What happened to the Dream Act was not an anomaly and can be found on a wide variety of ‘big’ legislative votes on high profile progressive issues like Supreme Court confirmations (see including assorted war funding and Patriot Act votes among others.   What happened to the Dream Act is a reflection of how totally the elite political-corporate-financial establishment dominates the public’s business.   
Hypothetically, the game is played  after a vigorous spin of the Wheel by the Wizard of Oz.  Each Senator takes a turn casting a ‘bad’ vote; like any prizefighter ‘throwing’ a bout, often enough to spread the burden out over a period of time and to shift the focus so as not to arouse undesirable attention.  

Under the guise of preserving a historic Senate procedure, the Senate’s arcane process of roll call votes, considerably less open and transparent than the House with no electronic tally board, further provides an opportunity to quietly rotate votes without being exposed publicly.  As CSPAN viewers have noted, Senate votes are cast with the public largely in the dark until the final tally is announced.   
Predominately a function of Democrats who have had an identity crisis since the 1980’s, the Wheel of Vote Rotation applies less to Republicans since they vote in block almost 100% of the time and the Republican base is not as easily duped as the more gullible Democratic base.  Senator Bernie Sanders who routinely challenges the ruling oligarchy with relish as if his job depended on it, is the only known exception to the Wheel game.    

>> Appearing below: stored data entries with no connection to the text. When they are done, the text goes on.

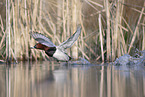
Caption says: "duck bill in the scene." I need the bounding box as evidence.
[30,46,35,49]
[30,45,37,49]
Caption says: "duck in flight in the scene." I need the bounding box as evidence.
[30,26,81,62]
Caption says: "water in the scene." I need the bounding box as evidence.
[0,61,144,97]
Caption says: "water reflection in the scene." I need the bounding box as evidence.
[0,62,144,97]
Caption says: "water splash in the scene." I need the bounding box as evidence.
[69,57,91,65]
[113,50,145,66]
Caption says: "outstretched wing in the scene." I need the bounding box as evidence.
[30,32,56,47]
[58,26,81,51]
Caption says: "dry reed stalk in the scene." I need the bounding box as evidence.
[0,16,5,49]
[56,0,62,40]
[142,17,145,50]
[84,0,99,11]
[10,48,18,63]
[78,2,86,59]
[104,0,111,61]
[6,0,11,63]
[112,1,120,60]
[122,17,133,34]
[98,13,104,62]
[31,49,37,61]
[118,0,124,57]
[87,0,103,8]
[19,19,27,59]
[84,42,97,57]
[0,34,5,50]
[28,8,37,60]
[13,0,17,58]
[0,43,5,59]
[130,7,145,15]
[30,8,38,60]
[14,0,22,60]
[117,29,121,57]
[66,0,70,55]
[71,0,79,59]
[11,0,16,58]
[40,51,47,61]
[110,0,124,60]
[38,18,53,38]
[24,0,29,60]
[39,0,42,21]
[62,0,66,41]
[32,0,39,26]
[119,24,128,32]
[128,3,144,53]
[30,1,37,30]
[42,11,61,44]
[95,50,106,61]
[77,46,90,60]
[43,11,54,31]
[0,16,4,34]
[80,18,85,58]
[44,12,54,30]
[120,27,127,54]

There is also a Vote Swinger Option which allows a Senator to be accepted as an unreliable Democratic vote.  Senators Ben Nelson (D-ND) and Joe Leiberman (I-CT) come readily to mind.  This Option comes in handy so that, when necessary,  ‘swing’ votes will not be considered an unusual occurrence.  With no apparent consequence from the Democratic Party, after endorsing John McCain in 2008, Leiberman was rewarded with Chair of the important Homeland Security and Governmental Affairs Committee while the Democratic Senate Campaign Committee has already contributed $1 million to Nelson’s 2012 re-election.  Republicans have no comparable Vote Swingers.   
Above all, vote rotation must maintain the appearance of spontaneity for the results to be seen as credible and be apportioned only on very special votes. A tip-off that the Wheel is ‘in play’ is when “moderate’ Democrats like Sens. Kent Conrad or Max Baucus vote (against their natural inclination) in a progressive way as they did on the Dream Act.    

If the vote rotation hypothesis seems like an improbable theory, skeptics can easily (dis)prove its validity for themselves by conducting their own meticulous scrutiny of Senatorial votes that fit a progressive profile. 
 Whether the Senate’s Ethical Deficit Disorder is due to a formalized vote rotation system or whether we are naïve enough to believe that those perverse votes are merely spontaneous errors in judgment, the implications of how a publicly-elected, taxpayer-funded Senator participates in a 21st Century election scam, should be enough to disqualify them from continued public service.